Class JaroWinkler

  • All Implemented Interfaces:
    NormalizedStringDistance, NormalizedStringSimilarity, StringDistance, StringSimilarity, Serializable

    @Immutable
    public class JaroWinkler
    extends Object
    implements NormalizedStringSimilarity, NormalizedStringDistance
    The Jaro–Winkler distance metric is designed and best suited for short strings such as person names, and to detect typos; it is (roughly) a variation of Damerau-Levenshtein, where the substitution of 2 close characters is considered less important then the substitution of 2 characters that a far from each other. Jaro-Winkler was developed in the area of record linkage (duplicate detection) (Winkler, 1990). It returns a value in the interval [0.0, 1.0]. The distance is computed as 1 - Jaro-Winkler similarity.
    Author:
    Thibault Debatty
    See Also:
    Serialized Form
    • Constructor Detail

      • JaroWinkler

        public JaroWinkler()
        Instantiate with default threshold (0.7).
      • JaroWinkler

        public JaroWinkler​(double threshold)
        Instantiate with given threshold to determine when Winkler bonus should be used. Set threshold to a negative value to get the Jaro distance.
        Parameters:
        threshold -
    • Method Detail

      • getThreshold

        public final double getThreshold()
        Returns the current value of the threshold used for adding the Winkler bonus.
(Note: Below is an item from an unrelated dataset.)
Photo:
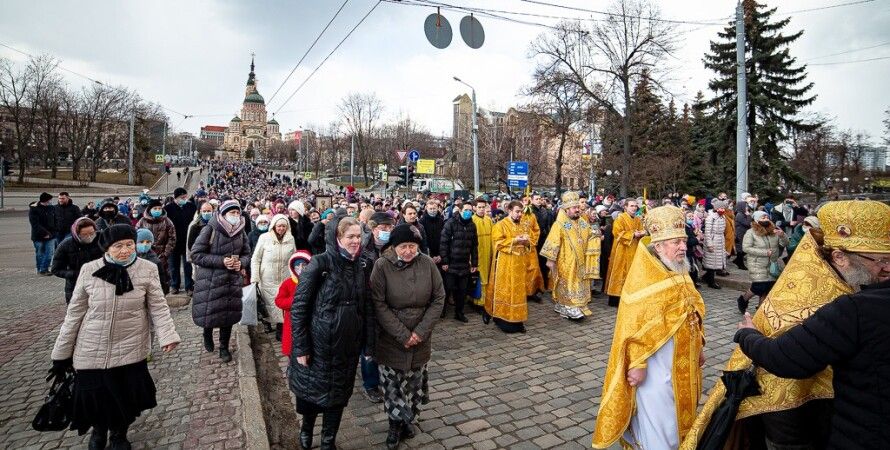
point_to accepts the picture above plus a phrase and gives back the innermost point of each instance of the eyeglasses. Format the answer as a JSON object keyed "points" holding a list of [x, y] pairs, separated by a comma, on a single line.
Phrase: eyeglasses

The default value is 0.7.
        Returns:
        the current value of the threshold
      • similarity

        public final double similarity​(String s1,
                                       String s2)
        Compute Jaro-Winkler similarity.
        Specified by:
        similarity in interface StringSimilarity
        Parameters:
        s1 - The first string to compare.
        s2 - The second string to compare.
        Returns:
        The Jaro-Winkler similarity in the range [0, 1]
        Throws:
        NullPointerException - if s1 or s2 is null.
      • distance

        public final double distance​(String s1,
                                     String s2)
        Return 1 - similarity.
        Specified by:
        distance in interface StringDistance
        Parameters:
        s1 - The first string to compare.
        s2 - The second string to compare.
        Returns:
        1 - similarity.
        Throws:
        NullPointerException - if s1 or s2 is null.